We saw last lecture that the evidence that the universe in the past really was a lot hotter and denser than it is today - the cosmic microwave background, 3000K, 300,000 years after the big bang, even more impressively, primordial nucleosynthesis, 1 billion K, 3 mins after the big bang. Protons and neutrons created from photon collisions in the early universe (matter and energy are equivalent - Einstein's famous E=mc2) can survive after about 0.001 seconds after the big bang - the photons no longer have the energy to destroy neutrons and protons as soon as they are formed. But these particles are moving very fast (are very hot) so we can have nuclear fusion reactions (and the fact that there are neutrons and protons mean they go a fair bit faster than if we had mainly protons as there isn't the repulsive electrostatic These fusion reactions can only happen for a short time as the universe is expanding and cooling so rapidly. So some (but not all!!) hydrogen undergoes fusion reactions. Thus there is some deuterium, tritium and helium which is NOT produced in stars, but in the very early universe. If we look at very old stars which were formed before there was much chemical enrichment from supernovae then we see these primordial abundances.
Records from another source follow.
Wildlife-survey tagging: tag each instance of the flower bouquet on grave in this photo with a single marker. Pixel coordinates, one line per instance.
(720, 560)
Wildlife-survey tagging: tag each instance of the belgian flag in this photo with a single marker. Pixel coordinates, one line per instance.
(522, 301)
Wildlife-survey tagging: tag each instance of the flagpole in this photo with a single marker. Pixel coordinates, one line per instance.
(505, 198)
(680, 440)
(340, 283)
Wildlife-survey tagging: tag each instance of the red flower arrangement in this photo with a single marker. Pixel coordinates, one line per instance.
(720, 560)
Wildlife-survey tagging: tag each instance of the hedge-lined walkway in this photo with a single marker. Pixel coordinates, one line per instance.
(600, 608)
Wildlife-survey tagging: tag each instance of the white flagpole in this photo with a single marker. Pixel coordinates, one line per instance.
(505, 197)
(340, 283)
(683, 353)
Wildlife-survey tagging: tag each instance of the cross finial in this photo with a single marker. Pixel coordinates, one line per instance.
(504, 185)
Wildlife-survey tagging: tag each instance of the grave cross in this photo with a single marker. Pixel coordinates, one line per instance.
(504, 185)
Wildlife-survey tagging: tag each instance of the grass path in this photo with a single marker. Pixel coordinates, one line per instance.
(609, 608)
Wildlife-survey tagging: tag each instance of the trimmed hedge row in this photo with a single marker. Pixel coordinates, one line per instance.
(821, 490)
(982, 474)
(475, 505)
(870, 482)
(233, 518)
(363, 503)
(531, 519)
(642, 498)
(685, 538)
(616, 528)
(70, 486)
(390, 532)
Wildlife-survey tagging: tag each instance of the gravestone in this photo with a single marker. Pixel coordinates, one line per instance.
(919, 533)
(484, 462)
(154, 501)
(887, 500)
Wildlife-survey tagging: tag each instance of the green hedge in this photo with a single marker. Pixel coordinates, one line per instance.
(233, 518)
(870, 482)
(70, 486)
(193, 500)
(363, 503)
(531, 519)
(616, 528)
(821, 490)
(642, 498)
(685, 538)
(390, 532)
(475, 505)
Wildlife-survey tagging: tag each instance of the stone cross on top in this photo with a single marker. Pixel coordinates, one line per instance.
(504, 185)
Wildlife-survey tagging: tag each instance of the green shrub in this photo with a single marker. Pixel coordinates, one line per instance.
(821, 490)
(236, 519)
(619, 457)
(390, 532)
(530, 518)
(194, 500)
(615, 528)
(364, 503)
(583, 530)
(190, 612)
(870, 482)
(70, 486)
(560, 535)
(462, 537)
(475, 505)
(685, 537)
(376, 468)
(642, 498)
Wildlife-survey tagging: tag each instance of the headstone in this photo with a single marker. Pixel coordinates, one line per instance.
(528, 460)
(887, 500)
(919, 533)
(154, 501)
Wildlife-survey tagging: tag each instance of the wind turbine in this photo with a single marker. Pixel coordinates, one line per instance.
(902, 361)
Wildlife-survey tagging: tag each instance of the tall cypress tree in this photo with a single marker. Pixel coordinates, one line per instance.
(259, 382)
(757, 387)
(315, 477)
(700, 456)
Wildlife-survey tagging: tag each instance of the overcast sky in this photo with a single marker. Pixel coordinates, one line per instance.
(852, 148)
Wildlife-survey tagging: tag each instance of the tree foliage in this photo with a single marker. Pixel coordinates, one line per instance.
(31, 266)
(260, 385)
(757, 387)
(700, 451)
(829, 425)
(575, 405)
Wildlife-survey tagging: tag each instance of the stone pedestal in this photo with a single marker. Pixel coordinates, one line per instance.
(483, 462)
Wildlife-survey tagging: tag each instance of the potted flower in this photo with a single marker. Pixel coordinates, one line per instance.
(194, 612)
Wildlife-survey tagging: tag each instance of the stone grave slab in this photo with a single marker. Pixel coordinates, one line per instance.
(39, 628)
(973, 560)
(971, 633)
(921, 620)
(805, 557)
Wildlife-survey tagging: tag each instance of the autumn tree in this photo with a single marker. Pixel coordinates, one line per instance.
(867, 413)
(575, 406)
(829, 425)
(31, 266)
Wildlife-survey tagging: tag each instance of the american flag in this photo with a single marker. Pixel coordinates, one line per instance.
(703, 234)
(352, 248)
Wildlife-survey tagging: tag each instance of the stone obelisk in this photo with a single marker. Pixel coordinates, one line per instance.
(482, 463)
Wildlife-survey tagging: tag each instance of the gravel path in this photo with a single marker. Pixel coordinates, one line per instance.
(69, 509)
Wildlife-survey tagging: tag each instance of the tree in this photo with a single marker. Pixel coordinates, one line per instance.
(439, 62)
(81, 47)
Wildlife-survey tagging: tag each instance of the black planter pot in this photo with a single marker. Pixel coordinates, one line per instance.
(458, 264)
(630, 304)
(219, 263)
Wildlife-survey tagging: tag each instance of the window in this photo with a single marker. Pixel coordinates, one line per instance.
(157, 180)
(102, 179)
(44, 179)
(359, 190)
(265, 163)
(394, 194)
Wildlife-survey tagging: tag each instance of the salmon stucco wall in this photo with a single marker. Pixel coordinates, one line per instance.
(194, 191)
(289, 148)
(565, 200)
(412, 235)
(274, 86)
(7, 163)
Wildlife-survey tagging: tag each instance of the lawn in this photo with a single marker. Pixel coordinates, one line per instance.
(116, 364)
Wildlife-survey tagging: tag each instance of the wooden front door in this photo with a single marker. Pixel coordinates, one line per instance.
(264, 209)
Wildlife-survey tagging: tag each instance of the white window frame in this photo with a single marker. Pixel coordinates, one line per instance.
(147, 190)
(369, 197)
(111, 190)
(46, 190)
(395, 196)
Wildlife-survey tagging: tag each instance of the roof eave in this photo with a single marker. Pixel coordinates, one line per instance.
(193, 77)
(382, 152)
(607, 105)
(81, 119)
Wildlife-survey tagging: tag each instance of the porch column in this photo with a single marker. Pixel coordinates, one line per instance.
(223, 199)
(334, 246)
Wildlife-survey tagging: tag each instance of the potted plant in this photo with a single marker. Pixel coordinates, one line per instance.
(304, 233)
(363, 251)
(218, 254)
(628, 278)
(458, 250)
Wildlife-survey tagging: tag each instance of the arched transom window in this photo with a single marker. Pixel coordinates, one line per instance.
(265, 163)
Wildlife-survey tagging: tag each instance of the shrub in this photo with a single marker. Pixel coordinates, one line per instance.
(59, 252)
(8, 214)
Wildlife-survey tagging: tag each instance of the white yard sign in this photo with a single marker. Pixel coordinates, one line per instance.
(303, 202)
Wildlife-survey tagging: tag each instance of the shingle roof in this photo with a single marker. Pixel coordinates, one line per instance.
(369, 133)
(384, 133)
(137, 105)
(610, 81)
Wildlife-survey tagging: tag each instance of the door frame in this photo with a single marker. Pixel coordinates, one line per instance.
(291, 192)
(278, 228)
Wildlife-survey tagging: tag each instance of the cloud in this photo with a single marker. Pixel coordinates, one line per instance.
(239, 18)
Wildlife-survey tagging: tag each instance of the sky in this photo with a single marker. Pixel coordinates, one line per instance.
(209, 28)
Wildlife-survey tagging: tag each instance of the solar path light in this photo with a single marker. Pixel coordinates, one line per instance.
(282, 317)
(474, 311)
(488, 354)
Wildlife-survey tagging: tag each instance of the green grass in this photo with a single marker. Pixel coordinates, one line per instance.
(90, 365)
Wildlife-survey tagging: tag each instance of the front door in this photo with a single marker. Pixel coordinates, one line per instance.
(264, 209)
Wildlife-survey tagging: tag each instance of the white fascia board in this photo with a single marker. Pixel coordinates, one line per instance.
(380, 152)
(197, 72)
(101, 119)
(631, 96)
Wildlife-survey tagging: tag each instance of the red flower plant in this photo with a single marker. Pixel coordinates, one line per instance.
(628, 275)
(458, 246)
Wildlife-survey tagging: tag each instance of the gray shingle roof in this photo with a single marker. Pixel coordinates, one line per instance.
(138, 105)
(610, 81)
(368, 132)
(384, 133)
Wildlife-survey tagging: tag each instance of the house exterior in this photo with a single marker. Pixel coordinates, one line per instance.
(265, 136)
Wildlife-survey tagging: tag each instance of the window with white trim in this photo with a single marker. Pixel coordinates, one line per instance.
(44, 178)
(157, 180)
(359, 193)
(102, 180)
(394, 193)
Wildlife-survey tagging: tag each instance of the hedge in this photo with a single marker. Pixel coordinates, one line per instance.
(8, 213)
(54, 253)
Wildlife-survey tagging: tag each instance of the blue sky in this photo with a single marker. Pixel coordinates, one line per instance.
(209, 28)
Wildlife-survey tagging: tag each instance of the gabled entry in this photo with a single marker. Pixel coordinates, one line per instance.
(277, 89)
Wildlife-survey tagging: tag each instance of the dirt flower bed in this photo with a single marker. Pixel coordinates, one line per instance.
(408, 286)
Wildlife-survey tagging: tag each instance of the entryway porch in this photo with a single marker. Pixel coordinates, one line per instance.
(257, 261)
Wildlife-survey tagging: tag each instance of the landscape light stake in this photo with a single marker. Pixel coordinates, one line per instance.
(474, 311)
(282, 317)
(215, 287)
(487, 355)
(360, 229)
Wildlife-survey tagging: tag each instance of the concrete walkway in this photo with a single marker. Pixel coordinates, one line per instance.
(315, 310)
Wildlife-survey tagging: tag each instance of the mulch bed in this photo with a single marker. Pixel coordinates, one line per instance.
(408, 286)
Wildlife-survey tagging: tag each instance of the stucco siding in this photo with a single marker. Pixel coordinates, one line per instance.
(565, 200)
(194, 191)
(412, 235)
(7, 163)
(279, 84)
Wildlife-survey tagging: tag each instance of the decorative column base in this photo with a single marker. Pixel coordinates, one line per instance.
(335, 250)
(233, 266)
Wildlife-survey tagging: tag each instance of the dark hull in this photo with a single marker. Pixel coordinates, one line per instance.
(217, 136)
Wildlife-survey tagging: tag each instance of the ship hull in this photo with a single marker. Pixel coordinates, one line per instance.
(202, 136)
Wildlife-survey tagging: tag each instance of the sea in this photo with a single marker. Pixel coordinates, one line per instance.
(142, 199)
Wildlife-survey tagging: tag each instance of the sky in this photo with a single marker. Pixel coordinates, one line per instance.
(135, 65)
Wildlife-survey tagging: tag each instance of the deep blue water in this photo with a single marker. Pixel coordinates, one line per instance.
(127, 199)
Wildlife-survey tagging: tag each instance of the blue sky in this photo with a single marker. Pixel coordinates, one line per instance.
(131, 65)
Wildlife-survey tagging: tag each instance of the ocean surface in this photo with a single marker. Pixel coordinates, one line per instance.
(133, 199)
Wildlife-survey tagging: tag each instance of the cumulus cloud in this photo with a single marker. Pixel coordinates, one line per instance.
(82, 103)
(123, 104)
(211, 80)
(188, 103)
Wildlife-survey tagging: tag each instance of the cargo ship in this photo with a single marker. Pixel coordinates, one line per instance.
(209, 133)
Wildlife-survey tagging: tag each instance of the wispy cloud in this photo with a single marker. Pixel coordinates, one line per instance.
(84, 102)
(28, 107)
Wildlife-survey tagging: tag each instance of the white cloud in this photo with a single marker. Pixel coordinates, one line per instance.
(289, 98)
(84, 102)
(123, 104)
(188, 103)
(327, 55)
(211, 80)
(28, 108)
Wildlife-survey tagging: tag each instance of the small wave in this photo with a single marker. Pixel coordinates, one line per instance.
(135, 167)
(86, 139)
so it seems that we really can do this extrapolation back in time, to a hot dense early universe. so what about a forwards extrapolation, what about the ultimate fate of the universe ? Will the Universe keep on expanding forever ? What can stop it ? Gravity! The gravitational force between all the matter must be slowing the expansion down. Can it slow it down enough to stop the expansion, and bring all the galaxies back together again ? Obviously this depends on the balance is between how fast the Universe is currently expanding and how much mass (i.e. gravity) there is in the Universe to pull it back. The average density of matter which forms the borderline between these two outcomes is called the critical density - its TINY, corresponding to 5-6 protons (or hydrogen nuclei) per cubic metre! The ratio between the actual density of matter and this critical density is called Omega. For Omega < 1 then the Universe will expand forever, the stars will all eventually die out - a dark and cold death of everything. For Omega > 1 then there is enough matter to eventually halt the expansion, and recollapse the Universe into a big crunch. Perhaps this could be a cyclical process, seeding a new big bang ? More on ultimate fate of the Universe .
So, what is the density of matter in the Universe ? We know more or less how massive stars are, and we know more or less how luminous they are, so we can look at the apparent brightness of a galaxy, get its distance using any of the ways described in lecture 11, so get the luminosity of the stars and so get the mass of stars. Do this for all the galaxies we can see within a certain distance, and then work out the density! And its WAY WAY too small to close the Universe, giving something like Omega ~ 0.01!!
But what we can see isn't all of what there is! When we estimated the mass of our Galaxy we did it two ways, first by looking at the numbers of stars, and secondly by looking DIRECTLY at the amount of gravity by looking at the motion of stars orbiting around the center - with a velocity and a distance we can use our understanding of gravity to get the mass within the orbit. Stars are OK to do this with, but gas is better as the gas extends out a fair bit further than the stars and we want now to look at the mass of as much of a galaxy as possible. Dust is always a problem, so we want to go to long wavelengths. And we want a spectral line which is very strong so we can easily track it. Hydrogen has that line in the radio (nice long wavelength) at 21cm which is ideal for this. Get an edge-on spiral and map the rotation velocity of the 21cm line at all distances from the center. As we go towards the edge of a galaxy the starlight falls off (definition of the 'edge' of a galaxy!), so we expect that this is all the mass, so the rotation curve should fall away too. It doesn't!!! There must be large amounts of DARK mass in a halo around the galaxy in order to match the observed rotation curves. A nice site on including a java animation of rotation curves. Masses measured in this way show 10-100x more mass than that which we can see in stars! So the mass of the Universe is dominated by DARK MATTER. But even including this DARK MATTER we get Omega ~0.3 i.e. not enough to close the Universe
But what is this dark matter ? Maybe its failed stars, or dead stars (white dwarfs, neutron stars, black holes), or black holes left over from the big bang, or.... But there is a problem. Primordial nucleosynthesis in the big bang puts a fairly stringent constraint on how much of this can be in the form of protons/neutrons (collectively known as baryons) - and its something like Omega~0.06. So, a small faction of this dark matter can be normal stuff, but the majority of it has to be something else entirely!! More about dark matter. Nasty isn't it - most of the mass in the Universe is in the form of something which we don't yet understand!